Creatively fill calendars.
“One of the biggest ways to measure productivity at a financial services firm is by assigning weekly goals,” says James Pollard of TheAdvisorCoach.com, a marketing consultant who works specifically with financial advisors.
For example, if you’d like your administrative assistant to make 50 follow-up calls, give him or her enough freedom to conduct those calls throughout the week. “That way, the employee will still get the urgent, short-term tasks completed, but also has to fill up the white space on his or her calendar with the calls,” Says Pollard. Organizations that want to take productivity measurement to the next level can deploy a customer relationship management (CRM) program to track those activities and interactions by requiring workers to “log in” and document results within the program.

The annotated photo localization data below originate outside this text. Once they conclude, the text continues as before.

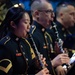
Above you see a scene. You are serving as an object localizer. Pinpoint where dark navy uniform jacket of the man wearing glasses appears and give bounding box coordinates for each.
[30,21,54,75]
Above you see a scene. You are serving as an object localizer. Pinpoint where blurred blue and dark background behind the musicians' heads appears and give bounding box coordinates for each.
[0,0,75,24]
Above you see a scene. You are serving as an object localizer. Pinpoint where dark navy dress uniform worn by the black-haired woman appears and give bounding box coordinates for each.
[0,33,41,75]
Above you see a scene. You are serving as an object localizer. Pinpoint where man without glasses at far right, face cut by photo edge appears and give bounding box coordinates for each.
[53,3,75,57]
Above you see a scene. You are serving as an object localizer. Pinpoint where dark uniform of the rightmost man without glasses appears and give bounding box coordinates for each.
[52,21,75,57]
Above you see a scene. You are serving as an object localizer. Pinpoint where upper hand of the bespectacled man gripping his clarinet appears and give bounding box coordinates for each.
[51,53,70,67]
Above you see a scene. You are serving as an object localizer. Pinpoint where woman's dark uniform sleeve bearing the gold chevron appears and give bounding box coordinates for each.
[0,47,12,75]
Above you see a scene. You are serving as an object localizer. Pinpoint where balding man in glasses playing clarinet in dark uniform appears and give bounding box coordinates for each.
[30,0,69,75]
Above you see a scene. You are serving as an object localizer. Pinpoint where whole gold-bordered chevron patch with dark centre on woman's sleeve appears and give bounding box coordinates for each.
[0,59,12,73]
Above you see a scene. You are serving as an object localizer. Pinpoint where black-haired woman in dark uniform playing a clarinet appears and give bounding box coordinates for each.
[0,6,50,75]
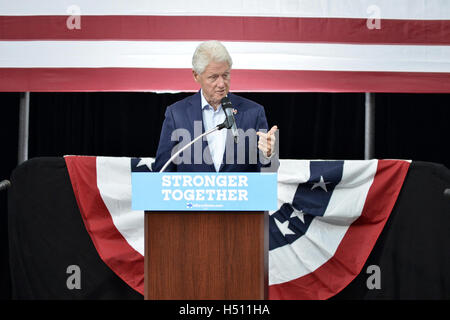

Don’t overlook telecommuters.
We all know that working from home or remotely requires a high level of self-discipline, but just because someone is offsite doesn’t mean he or she is exempted from oversight. Pollard says CPA firms that want to keep tabs on worker productivity outside of their own office walls, for instance, can utilize online time-tracking tools like Screenshot Monitor, RescueTime, and StayFocusd to measure worker computer usage.
“Numbers don’t lie,” says Pollard. “If someone says they spent 68 percent of their time doing insurance work during the course of the week, it’s easy enough to check that.” Even better, those measures can be used to set new goals and establish benchmarks for the future. “Not only are you measuring current worker productivity,” says Pollard, “but you’re also striving to make improvements that can positively impact the individual, the team, and the company as a whole.”
Keep their attention.
The important work that moves both personal and professional goals forward requires leaders to provide insight to their teams that inspires intellect and creativity. “That’s rarely the kind of work that lives in email or that can be done in two-minute increments,” says Thomas.
In other words, give your time to your team. The high-quality knowledge work—like the kind that takes place in the accounting and finance fields day in and day out—requires workers’ full attention, and it’s your job to make sure that happens.
“Great results don’t just happen,” says Thomas. “In this new world of work without walls, you can’t leave productivity to chance. Attention—or the lack thereof—to productivity issues can determine whether your organizational culture supports high-quality knowledge work, or sabotages it.”